In particular, HOX genes, which help direct brain development, are expressed at lower levels in the tooth-derived neurons than in the skin-derived ones. In contrast, some genes, such as FOXP2 and LHX2, which are expressed in the forebrain during development, are expressed at higher levels in the tooth-derived neurons. This latter group also includes a high proportion of genes implicated in schizophrenia.

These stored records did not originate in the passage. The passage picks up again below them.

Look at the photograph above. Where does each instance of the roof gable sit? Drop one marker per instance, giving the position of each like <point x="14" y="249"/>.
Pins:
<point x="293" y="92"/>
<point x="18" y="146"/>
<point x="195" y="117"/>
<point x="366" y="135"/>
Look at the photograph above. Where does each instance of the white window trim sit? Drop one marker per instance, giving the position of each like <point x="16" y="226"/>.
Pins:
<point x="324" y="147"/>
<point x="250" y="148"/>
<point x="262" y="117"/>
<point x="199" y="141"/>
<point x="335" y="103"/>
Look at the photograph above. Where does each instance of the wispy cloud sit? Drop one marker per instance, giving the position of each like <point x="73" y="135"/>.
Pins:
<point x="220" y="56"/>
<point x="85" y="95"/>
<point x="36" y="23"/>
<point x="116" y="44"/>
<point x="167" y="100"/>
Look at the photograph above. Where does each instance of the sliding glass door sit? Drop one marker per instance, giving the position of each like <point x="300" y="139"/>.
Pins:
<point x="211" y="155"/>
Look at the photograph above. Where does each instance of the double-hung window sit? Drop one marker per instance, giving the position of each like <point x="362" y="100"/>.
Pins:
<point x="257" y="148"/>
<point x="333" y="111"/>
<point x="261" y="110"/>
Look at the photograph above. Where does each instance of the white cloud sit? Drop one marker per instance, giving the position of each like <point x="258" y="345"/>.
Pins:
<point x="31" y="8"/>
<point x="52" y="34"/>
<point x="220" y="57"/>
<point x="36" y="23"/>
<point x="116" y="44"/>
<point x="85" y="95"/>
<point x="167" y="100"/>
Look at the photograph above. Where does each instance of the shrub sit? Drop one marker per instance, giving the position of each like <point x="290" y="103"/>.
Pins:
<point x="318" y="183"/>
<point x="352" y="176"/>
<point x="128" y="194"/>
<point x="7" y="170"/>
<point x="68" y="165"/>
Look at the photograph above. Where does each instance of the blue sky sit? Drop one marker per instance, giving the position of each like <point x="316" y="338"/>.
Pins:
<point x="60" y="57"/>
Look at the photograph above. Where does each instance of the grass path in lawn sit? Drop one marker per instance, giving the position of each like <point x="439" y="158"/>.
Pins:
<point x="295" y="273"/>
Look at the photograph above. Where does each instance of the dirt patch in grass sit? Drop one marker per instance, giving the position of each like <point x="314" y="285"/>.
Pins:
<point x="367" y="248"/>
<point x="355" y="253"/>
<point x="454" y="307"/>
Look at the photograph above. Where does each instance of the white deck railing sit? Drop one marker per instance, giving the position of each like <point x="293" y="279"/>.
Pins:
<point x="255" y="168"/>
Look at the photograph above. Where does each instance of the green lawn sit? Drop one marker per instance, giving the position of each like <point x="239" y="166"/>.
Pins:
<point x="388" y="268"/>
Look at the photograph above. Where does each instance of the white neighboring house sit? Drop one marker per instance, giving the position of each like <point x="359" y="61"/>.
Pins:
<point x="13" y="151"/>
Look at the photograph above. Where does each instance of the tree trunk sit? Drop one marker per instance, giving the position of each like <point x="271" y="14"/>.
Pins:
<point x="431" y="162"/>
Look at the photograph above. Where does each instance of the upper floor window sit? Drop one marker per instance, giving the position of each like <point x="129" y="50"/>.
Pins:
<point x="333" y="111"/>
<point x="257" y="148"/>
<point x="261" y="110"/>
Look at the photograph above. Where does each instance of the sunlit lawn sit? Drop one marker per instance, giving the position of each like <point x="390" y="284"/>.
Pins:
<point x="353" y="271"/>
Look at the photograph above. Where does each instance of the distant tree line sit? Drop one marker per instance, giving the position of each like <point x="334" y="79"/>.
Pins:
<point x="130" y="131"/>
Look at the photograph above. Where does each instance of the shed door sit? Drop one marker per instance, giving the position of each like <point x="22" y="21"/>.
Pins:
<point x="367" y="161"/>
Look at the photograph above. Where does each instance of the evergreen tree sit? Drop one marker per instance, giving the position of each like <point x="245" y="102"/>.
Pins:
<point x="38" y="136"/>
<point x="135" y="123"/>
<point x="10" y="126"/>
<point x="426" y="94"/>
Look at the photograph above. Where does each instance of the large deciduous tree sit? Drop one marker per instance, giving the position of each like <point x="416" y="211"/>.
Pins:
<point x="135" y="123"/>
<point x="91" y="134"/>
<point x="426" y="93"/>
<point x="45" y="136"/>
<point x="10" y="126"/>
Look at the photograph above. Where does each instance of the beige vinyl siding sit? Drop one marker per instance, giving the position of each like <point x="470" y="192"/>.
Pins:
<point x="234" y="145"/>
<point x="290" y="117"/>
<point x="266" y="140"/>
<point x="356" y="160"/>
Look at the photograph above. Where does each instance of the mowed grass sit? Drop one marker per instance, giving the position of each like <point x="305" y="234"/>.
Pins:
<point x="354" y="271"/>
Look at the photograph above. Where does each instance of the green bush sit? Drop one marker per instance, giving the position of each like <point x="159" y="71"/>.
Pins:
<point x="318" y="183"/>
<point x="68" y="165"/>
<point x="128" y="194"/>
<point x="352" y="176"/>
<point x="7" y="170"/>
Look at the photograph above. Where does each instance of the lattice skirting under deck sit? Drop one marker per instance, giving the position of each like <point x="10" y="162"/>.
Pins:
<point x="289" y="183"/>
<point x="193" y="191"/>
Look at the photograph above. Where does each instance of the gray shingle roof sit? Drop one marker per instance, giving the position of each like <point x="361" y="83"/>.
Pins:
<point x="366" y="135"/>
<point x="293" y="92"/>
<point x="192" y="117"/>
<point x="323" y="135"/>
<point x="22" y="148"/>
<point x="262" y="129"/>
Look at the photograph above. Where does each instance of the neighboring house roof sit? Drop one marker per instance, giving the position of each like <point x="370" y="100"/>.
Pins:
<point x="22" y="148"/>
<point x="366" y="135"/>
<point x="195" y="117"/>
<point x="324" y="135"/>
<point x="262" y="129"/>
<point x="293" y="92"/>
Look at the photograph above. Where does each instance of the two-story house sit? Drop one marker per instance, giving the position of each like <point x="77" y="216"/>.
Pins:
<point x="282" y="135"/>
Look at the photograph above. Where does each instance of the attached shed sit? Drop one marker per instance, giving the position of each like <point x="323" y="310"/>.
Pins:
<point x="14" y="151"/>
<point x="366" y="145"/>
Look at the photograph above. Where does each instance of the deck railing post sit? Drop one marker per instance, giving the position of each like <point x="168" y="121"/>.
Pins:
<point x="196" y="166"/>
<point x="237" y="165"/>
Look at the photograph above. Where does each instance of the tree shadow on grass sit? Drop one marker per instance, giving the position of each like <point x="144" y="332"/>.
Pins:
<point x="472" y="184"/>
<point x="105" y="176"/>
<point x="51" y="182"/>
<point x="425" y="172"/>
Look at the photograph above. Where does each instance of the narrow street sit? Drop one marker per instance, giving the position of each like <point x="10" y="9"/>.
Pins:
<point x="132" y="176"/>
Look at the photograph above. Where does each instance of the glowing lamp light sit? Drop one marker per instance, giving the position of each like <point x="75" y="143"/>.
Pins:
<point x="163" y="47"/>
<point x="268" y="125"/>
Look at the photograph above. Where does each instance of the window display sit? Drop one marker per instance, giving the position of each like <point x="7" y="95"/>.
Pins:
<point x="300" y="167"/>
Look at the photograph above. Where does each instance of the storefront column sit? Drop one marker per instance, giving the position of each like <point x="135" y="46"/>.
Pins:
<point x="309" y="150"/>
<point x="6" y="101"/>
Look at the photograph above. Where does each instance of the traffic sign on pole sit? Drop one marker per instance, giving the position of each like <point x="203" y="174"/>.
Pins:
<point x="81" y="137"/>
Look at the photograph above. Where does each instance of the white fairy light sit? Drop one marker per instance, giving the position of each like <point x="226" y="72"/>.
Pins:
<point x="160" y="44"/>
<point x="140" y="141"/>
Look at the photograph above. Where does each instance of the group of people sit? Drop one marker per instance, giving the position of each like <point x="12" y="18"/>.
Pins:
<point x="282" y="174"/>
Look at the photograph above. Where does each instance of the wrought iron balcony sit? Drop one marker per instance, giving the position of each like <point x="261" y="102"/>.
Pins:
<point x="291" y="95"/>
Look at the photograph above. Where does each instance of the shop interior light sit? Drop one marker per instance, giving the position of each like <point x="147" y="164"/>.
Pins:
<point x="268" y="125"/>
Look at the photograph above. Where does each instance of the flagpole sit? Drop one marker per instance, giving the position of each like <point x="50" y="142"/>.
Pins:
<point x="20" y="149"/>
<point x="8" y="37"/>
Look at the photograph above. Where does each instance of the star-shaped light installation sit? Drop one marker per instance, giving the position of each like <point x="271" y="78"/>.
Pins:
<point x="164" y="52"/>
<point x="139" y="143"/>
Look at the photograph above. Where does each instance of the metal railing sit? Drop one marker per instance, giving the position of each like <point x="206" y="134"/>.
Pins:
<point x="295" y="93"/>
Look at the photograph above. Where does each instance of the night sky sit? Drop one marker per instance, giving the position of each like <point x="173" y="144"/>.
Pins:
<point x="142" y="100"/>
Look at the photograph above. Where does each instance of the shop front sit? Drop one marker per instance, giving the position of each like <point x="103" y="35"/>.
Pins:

The results suggest that tooth-derived neurons are well suited to study schizophrenia and related disorders such as autism, the researchers say.
Abstract from Plos one:
Induced pluripotent stem cell (iPSC) technology is providing an opportunity to study neuropsychiatric disorders through the capacity to grow patient-specific neurons in vitro. Skin fibroblasts obtained by biopsy have been the most reliable source of cells for reprogramming. However, using other somatic cells obtained by less invasive means would be ideal, especially in children with autism spectrum disorders (ASD) and other neurodevelopmental conditions. In addition to fibroblasts, iPSCs have been developed from cord blood, lymphocytes, hair keratinocytes, and dental pulp from deciduous teeth. Of these, dental pulp would be a good source for neurodevelopmental disorders in children because obtaining material is non-invasive. We investigated its suitability for disease modeling by carrying out gene expression profiling, using RNA-seq, on differentiated neurons derived from iPSCs made from dental pulp extracted from deciduous teeth (T-iPSCs) and fibroblasts (F-iPSCs). This is the first RNA-seq analysis comparing gene expression profiles in neurons derived from iPSCs made from different somatic cells. For the most part, gene expression profiles were quite similar with only 329 genes showing differential expression at a nominally significant p-value (p<0.05), of which 63 remained significant after correcting for genome-wide analysis (FDR <0.05). The most striking difference was the lower level of expression detected for numerous members of the all four HOX gene families in neurons derived from T-iPSCs. In addition, an increased level of expression was seen for several transcription factors expressed in the developing forebrain (FOXP2, OTX1, and LHX2, for example). Overall, pathway analysis revealed that differentially expressed genes that showed higher levels of expression in neurons derived from T-iPSCs were enriched for genes implicated in schizophrenia (SZ). The findings suggest that neurons derived from T-iPSCs are suitable for disease-modeling neuropsychiatric disorder and may have some advantages over those derived from F-iPSCs.